Recently we were working on migrating a Rails app to Go but, just before we started working, we realized that the app we were migrating used ransack to do some basic search. We looked for a library that could do the same thing in Go but, we didn't find any.
We decided to implement a library that could take a Ransack-like string and parse it into a SQL query, then we could use it to do a normal query to a database in our Go code. And that's why we created Gransak for that task.
Tokenizing
The firs step was to tokenize the string. The Ransack statements use the underscore ( _ ) as a separator for fields and operators, due to this, it makes sense to split the string by the underscore to get the tokens but keeping in mind that the field names can be snake case (e.g. user_name).
Once we get the tokens, we just had to iterate through them and separate operators from fields.
Organizing
A state machine
We started thinking on the best way to parse the Ransack string and a state machine seemed to be the way to go. Let's consider the string not_cont_any. A simple state machine could be like following:
switch state {
case init_state:
state = initAction(token) //returns the new state
case not_state:
state = notAction(token)
case not_cont:
state = notContAction(token)
...
}
As we see in the example, we switch between states depending on the token.
We started on init_state
which executes the initAction
method and, inside this method, there should be logic that returns the not_state
if the input is equal to "not" and so on with the other states.
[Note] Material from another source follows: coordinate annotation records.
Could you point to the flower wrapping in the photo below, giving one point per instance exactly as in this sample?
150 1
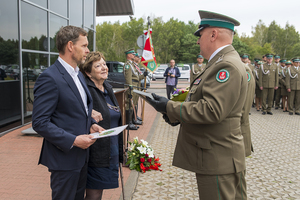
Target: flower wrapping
140 157
179 94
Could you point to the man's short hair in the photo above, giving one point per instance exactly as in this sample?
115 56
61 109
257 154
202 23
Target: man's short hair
66 34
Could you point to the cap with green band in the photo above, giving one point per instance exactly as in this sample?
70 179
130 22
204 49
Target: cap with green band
211 19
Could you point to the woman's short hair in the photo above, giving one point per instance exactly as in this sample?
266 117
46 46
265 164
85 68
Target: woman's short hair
86 67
Of course we can avoid the switch statement using the State design pattern but, the problem is that we could end up with a lot of functions that represent states scattered around the code. I think the state machine is better for situations like getting the content between the square brackets of this string "aaassss[aaxxx]dddd" where we change the state when we find the opening bracket, begin the extraction, and then we stop when we find the closing bracket but, in this case, we have a lot of posible states.
Using a Tree
We opted for a solution that could make the code more readable by changing our point of view so we could see the operators as some kind of trees e.g. "not" has the nodes "in", "eq", and "cont" and "cont" has the "any" node. With that tree, we can represent the "not_in", "not_eq", "not_cont" and "not_cont_any" operators.
We created a Node
struct, which hold the name of the token, the nodes it contains, a method that will be executed in case the node is a "leaf" and a flag that will indicate if the node is an operator. This flag is necessary in the case of the operators such "not_cont_any" that checks for the operator "not_cont", so we need a way to specify that even when "cont" has the "any" node, it is itself an operator and should use the same rule as if it were a leaf.
type Node struct {
Name string
Nodes []*Node
Apply OperatorFunction
IsOperator bool
}
Now we can represent the tree of "not_cont_any" like this:
&Node{
Name: "not"
Nodes: []*Node{
&Node{
Name: "cont",
Apply: func(re *GransakFilter) {
...
},
IsOperator: true,
Nodes: []*Node{
&Node{
Name: "any",
Apply: func(re *GransakFilter) {
...
},
},
},
},
},
},
We can see above that "not_cont" and "not_cont_any" are operators, so both have an Apply function. "not" is not an operator itself; is just the parent node.
Comparing
What comes to my mind when working with trees is recursion. While iterating over the tokens, we should call a recursive function that checks if the current token is an operator.
First, we need to find if the current token is part of an operator, specifically, the first part of the operator.
For example, if we find the token "not", we should check if the following tokens are "cont", "eq" or "in". If there is not a match, then probably is part of the name of a field.
func isCandidateToOperator(token string) (*Node, bool) {
for _, node := range Tree.Nodes {
if node.Name == token {
return node, true
}
}
return &Node{}, false
}
If we get a match, for example if the token is "not" we get the "not" node and pass it to the recursive function "find" which will check if some of the paths in the tree matches the following tokens.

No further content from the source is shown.